Hello. I posted this question previously to the SEMNET listserv but did not receive any replies, so I thought I may be able to receive guidance here.
Can you use the manual 3-step method for the inclusion of covariates within multi-level LCA? From the examples I have read (e.g., Henry & Muthen 2010; Nylund-Gibson, Graham & Juvonen, 2010) there is no mention of the 3-step method, but want to make sure I am not missing any new work in this area. I am trying to include covariates in my NonParametric model (classes at L1 and L2) but want to prevent my classes from changing. Can this be done?
Ok, thanks. Seems it isn't an option yet. Relatedly, any suggestions on how to do distal outcomes with MLCA when I have low entropy (thus classify-analyze is not ideal)? It looks like the auxiliary (e) option is not available because I have more than one latent categorical variable (one at each level).
Thank you! I moved forward with 1-step modeling. Now, one issue I am running into is changing my reference class for my covariate analysis at Level 2 (3 CB classes). The reference class happens to be the middle class and I would like either the high or low class as my reference class. I was able to use SVALUES output to change my reference class at Level 1, but I am unsure of how to do the same for my Level 2 classes. The SVALUE output that may be relevant is below.

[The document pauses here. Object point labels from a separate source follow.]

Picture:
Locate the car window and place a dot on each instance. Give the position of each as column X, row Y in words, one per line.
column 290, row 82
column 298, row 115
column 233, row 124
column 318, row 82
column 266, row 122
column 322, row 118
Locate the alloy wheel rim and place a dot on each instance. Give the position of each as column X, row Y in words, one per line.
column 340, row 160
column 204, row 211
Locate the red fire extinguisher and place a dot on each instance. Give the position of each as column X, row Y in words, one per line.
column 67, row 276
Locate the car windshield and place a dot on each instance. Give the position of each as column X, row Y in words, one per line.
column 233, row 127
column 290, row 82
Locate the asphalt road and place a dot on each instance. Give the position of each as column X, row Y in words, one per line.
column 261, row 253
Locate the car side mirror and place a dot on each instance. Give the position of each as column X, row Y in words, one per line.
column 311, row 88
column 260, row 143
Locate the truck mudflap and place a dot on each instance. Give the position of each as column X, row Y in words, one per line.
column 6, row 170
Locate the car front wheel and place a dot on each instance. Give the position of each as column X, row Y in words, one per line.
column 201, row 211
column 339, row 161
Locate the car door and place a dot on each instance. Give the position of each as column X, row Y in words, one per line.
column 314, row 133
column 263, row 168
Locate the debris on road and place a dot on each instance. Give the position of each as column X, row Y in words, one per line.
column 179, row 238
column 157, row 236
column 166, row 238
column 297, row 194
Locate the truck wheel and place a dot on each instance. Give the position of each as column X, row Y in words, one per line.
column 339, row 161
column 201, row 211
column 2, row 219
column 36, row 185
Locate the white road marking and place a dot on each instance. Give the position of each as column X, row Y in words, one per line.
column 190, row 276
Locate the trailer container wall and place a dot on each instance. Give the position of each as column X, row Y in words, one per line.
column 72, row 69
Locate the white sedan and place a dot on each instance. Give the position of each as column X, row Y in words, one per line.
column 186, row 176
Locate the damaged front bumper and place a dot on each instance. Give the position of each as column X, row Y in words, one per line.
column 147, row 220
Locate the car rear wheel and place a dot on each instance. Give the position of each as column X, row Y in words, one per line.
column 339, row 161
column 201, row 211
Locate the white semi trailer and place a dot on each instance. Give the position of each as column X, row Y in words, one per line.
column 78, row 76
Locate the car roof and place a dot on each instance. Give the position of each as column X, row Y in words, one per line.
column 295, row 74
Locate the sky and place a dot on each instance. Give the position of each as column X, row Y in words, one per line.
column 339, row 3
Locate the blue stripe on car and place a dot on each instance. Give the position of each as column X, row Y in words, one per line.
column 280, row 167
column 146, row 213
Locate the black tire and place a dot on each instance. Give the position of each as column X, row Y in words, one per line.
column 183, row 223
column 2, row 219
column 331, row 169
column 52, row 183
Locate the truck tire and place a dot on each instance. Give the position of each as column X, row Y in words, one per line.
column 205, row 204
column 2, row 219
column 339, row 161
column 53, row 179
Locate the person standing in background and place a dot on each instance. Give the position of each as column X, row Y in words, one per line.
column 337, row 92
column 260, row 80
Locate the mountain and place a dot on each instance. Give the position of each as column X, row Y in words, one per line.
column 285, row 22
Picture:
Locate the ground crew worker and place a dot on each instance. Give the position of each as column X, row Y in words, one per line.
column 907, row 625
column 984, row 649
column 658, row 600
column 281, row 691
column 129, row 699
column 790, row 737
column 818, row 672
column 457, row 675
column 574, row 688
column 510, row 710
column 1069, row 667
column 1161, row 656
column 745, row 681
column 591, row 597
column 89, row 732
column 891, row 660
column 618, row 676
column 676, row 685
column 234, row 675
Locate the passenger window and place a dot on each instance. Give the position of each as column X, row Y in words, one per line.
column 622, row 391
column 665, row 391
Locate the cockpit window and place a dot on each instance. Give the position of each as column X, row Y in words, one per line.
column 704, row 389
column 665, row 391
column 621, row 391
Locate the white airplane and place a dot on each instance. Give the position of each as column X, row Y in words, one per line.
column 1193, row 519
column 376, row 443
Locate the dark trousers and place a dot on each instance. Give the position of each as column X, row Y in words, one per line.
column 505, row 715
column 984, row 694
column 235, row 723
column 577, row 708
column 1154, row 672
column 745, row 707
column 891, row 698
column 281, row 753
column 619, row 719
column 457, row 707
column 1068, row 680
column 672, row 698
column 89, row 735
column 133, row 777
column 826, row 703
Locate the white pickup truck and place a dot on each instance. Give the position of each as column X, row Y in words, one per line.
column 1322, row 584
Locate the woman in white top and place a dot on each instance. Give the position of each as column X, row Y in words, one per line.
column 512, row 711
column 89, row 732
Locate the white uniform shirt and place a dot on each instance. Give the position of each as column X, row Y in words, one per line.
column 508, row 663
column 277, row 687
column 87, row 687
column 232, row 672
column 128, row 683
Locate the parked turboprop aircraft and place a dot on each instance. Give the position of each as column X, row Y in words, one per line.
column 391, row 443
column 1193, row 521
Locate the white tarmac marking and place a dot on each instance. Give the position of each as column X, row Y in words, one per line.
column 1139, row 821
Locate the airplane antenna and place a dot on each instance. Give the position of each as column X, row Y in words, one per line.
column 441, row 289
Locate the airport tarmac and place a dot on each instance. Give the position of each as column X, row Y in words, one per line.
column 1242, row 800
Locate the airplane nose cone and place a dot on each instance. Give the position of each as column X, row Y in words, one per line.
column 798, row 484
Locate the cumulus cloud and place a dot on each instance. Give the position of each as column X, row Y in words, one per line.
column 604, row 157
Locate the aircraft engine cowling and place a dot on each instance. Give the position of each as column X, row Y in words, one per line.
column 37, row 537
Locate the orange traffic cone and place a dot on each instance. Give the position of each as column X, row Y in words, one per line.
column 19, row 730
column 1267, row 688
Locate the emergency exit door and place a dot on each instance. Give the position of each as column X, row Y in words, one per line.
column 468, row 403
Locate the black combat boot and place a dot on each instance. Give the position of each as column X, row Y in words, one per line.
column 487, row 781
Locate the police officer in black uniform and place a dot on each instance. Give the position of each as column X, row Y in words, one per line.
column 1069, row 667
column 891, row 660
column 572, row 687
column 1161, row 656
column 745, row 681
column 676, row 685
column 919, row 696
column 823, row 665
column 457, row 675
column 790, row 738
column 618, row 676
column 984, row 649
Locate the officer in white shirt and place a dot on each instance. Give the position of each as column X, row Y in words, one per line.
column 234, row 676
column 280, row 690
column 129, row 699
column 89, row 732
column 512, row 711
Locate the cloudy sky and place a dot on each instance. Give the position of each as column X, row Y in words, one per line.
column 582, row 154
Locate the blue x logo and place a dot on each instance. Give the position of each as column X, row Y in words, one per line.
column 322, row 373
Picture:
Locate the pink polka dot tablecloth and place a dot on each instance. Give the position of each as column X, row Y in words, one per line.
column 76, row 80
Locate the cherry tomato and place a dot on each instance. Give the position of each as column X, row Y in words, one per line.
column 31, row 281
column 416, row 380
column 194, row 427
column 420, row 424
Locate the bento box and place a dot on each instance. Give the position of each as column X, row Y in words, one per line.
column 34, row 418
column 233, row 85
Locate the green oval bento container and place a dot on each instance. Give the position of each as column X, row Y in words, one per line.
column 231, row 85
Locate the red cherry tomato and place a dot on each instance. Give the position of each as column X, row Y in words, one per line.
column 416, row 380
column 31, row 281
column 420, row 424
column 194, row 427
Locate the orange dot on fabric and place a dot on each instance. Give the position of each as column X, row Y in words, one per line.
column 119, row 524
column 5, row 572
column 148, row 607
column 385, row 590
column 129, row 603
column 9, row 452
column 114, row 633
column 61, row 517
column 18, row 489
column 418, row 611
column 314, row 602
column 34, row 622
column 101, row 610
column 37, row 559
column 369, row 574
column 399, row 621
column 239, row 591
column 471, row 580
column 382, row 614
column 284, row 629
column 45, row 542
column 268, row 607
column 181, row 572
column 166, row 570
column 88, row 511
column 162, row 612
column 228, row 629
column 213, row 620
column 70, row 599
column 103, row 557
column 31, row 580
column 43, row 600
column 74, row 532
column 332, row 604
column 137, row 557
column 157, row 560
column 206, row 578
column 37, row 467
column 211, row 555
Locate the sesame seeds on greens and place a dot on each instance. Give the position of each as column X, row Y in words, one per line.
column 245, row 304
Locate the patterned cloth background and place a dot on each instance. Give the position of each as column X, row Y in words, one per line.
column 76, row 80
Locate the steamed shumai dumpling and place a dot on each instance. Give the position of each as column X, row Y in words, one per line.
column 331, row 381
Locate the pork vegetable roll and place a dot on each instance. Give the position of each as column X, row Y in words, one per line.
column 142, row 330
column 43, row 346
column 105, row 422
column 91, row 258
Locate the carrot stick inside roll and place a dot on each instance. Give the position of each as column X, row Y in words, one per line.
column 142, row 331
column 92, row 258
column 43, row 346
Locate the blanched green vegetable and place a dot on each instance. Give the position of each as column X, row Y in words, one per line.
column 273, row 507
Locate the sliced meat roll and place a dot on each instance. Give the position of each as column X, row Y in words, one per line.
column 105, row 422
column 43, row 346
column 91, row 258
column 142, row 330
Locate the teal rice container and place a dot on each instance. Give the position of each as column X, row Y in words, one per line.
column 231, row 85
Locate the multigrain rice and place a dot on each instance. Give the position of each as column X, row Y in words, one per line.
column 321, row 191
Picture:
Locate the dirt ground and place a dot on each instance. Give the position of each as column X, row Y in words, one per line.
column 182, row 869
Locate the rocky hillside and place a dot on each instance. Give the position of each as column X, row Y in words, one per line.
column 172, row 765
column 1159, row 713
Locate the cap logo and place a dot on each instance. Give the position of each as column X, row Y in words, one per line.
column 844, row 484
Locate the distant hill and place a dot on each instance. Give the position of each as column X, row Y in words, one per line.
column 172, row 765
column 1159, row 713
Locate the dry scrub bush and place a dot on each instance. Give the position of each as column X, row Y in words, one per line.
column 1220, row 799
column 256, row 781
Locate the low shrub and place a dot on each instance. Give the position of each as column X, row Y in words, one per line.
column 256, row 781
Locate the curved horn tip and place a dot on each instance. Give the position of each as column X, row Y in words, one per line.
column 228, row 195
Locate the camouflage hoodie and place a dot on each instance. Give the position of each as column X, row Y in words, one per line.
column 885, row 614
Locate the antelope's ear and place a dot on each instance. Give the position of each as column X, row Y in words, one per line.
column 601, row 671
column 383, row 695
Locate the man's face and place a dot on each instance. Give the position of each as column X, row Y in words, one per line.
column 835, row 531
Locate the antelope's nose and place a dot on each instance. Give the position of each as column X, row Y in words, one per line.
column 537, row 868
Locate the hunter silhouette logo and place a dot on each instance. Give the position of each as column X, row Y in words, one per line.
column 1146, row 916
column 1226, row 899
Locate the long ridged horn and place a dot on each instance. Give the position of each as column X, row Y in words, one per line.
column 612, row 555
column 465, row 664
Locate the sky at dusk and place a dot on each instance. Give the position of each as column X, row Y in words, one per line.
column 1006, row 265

MODEL COMMAND WITH FINAL ESTIMATES USED AS STARTING VALUES ...... %BETWEEN% %OVERALL% cw#1 ON cb#1*1.55161; cw#1 ON cb#2*1.37454; cw#2 ON cb#1*-0.23994; cw#2 ON cb#2*-1.20867; cw#3 ON cb#1*0.96658; cw#3 ON cb#2*-0.95029; cb#1 ON cp02flun*0.01373; cb#1 ON cp02pmin*0.00449; cb#2 ON cp02flun*0.02364; cb#2 ON cp02pmin*0.01433;
I'm also trying to run one-step models that 1) have latent class variables on both levels, and 2) have higher-level and lower-level covariates influence lower-level latent class assignments.
When writing mplus codes, I noted that the covariates have to be either on the between level or the within level (can't be both). However, conceptually I'm interested in how the higher-level covariates influence lower-level class assignments. What should I do? Can I specify the higher-level covariates to be "within-level"?
I'm currently working on a non-parametric two-level LCA (types of principals in schools in districts) with covariates and distals. In Henry and Muthen (2010), the authors include the covariates in the model command in their multilevel model where the covariates influence the structure of the latent classes.
----------------- MODEL: %WITHIN% %OVERALL% C#1-C#2 on AGE SCLBOND PERFORM ASPIR PARSCLEX PARSCLIV PEERSCL FRDROP; %BETWEEN% %OVERALL% FU BY EVSMK@1; FU BY SMK30TRI (FSMK30); FU BY HEAVY (FHEAVY); FU BY FRSMK (FFRSMK); FU BY PARSTOP (FPARSTOP); FU BY TOBHARM (FTOBHRM); -----------------
However, I would like to use the manual 3-step method within the MLCA framework to prevent my classes from changing. As I understand from the 2015 post above, at that time, there was not an option in Mplus to use the AUXILIARY command (DE3STEP, R3STEP, BCH, DU3STEP) within a multilevel framework. Has there been any current work on using the 3-step method for multilevel LCA models?
There hasn't been any new work on this topic. From the model you are posting above however, it looks like the LCA measurement model doesn't change across clusters (including intercepts / class proportions). If that is the case, I think, the manual 3-step approach will work. Using the multilevel model for step 1, but step 2 and 3 can be done as if the model is single level (using type=complex for the third step). Since we have not done this exerciser ourselves, I would recommend that you do it first using simulated data and verify that the approach works before using it for the real data. Alternatively consider using type=complex for all 3 steps.
I'm working on a model where the LCA dependent variables are measured at level 1, but covariates explaining class membership are measured at both levels 1 and 2.
I would like to estimate this model using the 3-step approach to introducing covraiates. However, if I have understood correctly, this can't be done automatically. Does the manual 3 step approach support multilevel covariates? If so, is there an existing example of how the model was estimated?
The multilevel nature of the covariates is not a problem. The main issue one should be concerned about is the possible non-invariance in the LCA measurement model across clusters and probably even more about the non-invariance of the latent class distribution across clusters. If all these are invariant you can use R3step with any of the covariates. You can also use R3step with type=complex to account for the clustering. Currently we do not have a 3-step procedure that we can recommend for multilevel modeling (including manual), but probably the best option is type=complex.